Burchette settled in Waynesboro last year with the goal in mind of using competitive boxing as an avenue to fight gangs.
“I found out that there was a growing gang problem here. I’ve worked with gangs, and I know what you can do with boxing to deal with the problem,” Burchette said.
The program at Annese Martial Arts isn’t just focused on gangs. You could say that Burchette, Coach, has been forming his own gang of sorts.
“We’re a team here. We’re a family,” said Burchette, who works with children as young as 3 in an afterschool program and has been building up a popular boxing-fitness program for women.
“It met my goal of getting fit.
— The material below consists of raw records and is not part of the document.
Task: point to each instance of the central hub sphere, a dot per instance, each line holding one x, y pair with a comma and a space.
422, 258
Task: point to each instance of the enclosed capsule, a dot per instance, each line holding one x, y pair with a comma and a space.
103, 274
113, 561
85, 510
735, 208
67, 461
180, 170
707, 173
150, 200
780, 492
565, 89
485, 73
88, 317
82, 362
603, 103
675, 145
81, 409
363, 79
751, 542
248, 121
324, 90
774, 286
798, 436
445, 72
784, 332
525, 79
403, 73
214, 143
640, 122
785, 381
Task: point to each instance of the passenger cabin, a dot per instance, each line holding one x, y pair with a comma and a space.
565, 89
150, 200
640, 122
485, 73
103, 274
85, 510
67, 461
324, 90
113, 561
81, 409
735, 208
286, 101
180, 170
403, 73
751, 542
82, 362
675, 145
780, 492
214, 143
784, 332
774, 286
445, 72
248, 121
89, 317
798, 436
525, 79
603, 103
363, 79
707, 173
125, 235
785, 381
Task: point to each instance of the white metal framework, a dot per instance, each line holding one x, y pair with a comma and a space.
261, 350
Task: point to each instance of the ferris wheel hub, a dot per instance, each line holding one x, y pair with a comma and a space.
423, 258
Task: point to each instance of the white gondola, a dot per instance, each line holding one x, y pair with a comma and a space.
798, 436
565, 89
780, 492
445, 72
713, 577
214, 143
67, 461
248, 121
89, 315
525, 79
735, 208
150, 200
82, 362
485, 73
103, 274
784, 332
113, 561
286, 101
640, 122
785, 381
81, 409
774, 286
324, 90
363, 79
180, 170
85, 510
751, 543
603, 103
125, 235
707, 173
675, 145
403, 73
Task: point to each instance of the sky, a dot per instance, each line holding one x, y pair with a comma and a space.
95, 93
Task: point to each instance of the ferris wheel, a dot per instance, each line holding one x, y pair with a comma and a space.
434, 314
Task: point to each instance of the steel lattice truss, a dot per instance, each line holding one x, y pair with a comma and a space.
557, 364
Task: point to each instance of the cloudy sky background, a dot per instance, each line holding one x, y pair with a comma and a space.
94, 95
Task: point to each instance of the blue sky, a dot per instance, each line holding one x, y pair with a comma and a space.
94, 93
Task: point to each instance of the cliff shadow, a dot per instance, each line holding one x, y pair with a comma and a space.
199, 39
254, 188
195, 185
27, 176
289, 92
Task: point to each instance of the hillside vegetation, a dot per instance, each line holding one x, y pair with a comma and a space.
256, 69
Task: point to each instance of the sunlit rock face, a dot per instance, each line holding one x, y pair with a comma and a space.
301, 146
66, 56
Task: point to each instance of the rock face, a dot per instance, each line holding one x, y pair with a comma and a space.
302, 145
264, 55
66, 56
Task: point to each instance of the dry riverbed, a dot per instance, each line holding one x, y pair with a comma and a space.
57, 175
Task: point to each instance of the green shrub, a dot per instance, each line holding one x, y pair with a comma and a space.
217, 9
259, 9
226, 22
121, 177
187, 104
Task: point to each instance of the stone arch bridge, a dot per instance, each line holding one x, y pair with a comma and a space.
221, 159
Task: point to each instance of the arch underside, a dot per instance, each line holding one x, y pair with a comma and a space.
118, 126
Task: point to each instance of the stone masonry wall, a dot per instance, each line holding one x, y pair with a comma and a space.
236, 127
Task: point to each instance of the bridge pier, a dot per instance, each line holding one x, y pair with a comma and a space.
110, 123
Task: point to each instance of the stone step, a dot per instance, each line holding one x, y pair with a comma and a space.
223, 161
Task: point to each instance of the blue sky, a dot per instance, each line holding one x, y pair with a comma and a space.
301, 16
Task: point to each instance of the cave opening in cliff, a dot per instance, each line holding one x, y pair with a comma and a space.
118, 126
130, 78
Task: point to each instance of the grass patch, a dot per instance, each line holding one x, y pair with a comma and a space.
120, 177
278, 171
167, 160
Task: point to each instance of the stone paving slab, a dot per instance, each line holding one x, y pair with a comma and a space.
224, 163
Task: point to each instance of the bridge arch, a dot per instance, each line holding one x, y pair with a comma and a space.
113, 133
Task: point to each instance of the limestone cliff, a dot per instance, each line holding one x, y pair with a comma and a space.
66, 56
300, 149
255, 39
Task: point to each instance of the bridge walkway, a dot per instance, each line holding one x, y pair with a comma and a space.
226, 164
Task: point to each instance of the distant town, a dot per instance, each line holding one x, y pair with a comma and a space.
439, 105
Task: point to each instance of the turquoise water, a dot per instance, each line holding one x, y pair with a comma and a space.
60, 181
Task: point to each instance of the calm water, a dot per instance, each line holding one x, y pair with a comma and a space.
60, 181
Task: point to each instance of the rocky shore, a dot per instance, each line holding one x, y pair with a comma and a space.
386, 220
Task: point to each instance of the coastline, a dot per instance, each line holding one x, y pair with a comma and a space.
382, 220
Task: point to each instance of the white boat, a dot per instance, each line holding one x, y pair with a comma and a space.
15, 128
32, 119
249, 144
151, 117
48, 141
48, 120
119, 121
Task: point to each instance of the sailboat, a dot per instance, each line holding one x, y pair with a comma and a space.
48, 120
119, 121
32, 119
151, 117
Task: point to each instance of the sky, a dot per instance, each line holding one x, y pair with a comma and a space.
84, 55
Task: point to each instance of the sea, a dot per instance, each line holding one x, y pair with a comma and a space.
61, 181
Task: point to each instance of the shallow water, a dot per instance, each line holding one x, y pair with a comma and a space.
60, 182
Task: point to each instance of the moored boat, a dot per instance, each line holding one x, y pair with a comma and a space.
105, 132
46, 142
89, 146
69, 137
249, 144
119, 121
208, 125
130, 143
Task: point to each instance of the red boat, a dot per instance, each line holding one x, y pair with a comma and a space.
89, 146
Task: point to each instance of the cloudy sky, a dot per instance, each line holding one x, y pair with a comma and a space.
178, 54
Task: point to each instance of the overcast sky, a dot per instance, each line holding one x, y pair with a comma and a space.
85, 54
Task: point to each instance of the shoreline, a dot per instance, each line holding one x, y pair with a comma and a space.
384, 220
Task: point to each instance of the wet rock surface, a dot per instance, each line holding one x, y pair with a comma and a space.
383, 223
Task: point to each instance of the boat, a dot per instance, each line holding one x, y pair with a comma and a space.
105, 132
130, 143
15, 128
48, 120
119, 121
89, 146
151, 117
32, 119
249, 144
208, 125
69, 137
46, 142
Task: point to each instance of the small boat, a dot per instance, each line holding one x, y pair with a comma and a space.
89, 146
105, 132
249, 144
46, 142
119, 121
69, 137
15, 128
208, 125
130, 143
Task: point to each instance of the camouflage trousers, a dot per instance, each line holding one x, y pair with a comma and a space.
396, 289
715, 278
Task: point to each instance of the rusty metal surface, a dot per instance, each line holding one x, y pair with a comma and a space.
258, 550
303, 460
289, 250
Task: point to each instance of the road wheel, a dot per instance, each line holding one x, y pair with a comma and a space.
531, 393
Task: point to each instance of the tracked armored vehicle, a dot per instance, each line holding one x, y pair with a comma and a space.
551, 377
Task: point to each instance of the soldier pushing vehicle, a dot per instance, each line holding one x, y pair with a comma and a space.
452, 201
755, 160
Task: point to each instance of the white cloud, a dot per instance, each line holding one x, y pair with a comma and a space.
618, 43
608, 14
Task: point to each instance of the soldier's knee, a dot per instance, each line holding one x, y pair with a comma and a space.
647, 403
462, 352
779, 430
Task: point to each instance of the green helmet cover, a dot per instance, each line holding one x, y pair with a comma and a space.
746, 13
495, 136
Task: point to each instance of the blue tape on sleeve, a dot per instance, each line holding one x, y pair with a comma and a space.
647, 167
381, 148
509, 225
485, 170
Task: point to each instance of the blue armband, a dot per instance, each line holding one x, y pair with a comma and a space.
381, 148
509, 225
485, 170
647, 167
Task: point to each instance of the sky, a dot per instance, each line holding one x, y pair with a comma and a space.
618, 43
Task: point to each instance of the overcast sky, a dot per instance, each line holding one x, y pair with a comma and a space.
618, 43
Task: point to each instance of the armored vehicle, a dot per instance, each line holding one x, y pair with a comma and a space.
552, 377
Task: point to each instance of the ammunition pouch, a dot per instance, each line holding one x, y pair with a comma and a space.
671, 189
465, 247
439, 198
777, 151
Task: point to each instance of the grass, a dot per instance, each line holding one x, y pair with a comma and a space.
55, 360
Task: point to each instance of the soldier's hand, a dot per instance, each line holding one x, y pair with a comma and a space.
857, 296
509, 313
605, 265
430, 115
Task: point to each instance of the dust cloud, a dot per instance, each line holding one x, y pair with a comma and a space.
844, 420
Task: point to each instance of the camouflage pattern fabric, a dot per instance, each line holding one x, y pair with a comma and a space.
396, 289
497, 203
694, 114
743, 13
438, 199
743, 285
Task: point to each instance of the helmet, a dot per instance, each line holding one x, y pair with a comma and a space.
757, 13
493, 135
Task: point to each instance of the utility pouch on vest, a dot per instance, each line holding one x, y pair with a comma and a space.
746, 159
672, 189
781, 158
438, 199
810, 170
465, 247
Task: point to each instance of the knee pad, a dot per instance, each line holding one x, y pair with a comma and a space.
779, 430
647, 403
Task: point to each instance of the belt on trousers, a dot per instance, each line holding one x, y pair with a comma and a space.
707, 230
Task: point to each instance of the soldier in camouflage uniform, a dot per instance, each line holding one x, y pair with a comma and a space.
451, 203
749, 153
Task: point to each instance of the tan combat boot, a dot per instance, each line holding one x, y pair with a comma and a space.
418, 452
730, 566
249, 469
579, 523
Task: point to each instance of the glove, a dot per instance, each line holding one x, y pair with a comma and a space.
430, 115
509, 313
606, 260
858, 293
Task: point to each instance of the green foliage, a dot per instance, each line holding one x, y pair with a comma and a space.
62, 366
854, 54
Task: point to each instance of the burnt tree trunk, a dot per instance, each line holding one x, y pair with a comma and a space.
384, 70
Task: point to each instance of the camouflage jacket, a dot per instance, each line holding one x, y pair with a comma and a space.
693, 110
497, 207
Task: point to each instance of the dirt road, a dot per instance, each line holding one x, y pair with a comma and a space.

I think I’m the most fit now that I’ve been in 20 years, since I was an athlete back in college,” said Kim Arehart, the owner of Kline’s Dairy Bar in Waynesboro, who was recruited into the boxing-fitness program at Annese when Burchette showed up at the window at Kline’s last summer and has to her own surprise added sparring to her workouts.
“When he mentioned to us in class that we might do a little bit of sparring, I was the first one to say, Oh, no, not me. I was not interested in that. I’m not a fighter. I just wasn’t interested in it. I don’t know what’s gotten into me,” Arehart said.
It’s a “camaraderie thing,” maybe, Arehart thinks. “You kind of get to know the other women in there, and that can help when you’re maybe thinking, Oh, I don’t know about working out today,” she said.
Among her workout partners is Rebekah Vann, the toughest 6-year-old in a skirt that you’ll ever meet.
“One day she showed up in a skirt, and Coach said, I can’t teach somebody in a skirt how to box,” said her mother, Larisa. “I told him, She’s going to be in college someday in a club with her friends. If somebody tries to do something to her then, do you want her to say, Oh, no, I’m wearing a skirt, I can’t protect myself? He said, I hadn’t thought of it that way.”
Rebekah has taken to both the boxing lessons and the life lessons she has learned from Burchette.
“She’s tiny for her age, but there are kids her age who are introverted, and she’s their champion. That’s just started since she’s been here. She sticks up for her classmates. She tells her teacher that she’s protecting the class,” her mother said.
It comes natural from working with Burchette, who teaches and preaches from the experience of having let himself get steered down the wrong path himself as a wayward youth.
“I was in and out of trouble as a kid,” said Burchette, for whom “working with kids has given me back what I had lost as a youth.”
“I stood at the apron and threw my hands up with the champions in Golden Gloves, New York City champions, national champions, the Olympics. I have gotten back from life, which gives me the ability to not be selfish,” Burchette said.
And back to what brought him to Waynesboro – the gang problem.
“I’ve had kids from four different gangs in my gym, but the kids didn’t have a problem with one another. Because they became a family, and they supported one another, because they trained with one another in the gym. They come into the room, and they may have problems when they first get in here. But once they’re here, they learn to trust. They learn to trust because of their coach. They know my story and how I changed. And then it just happens,” Burchette said.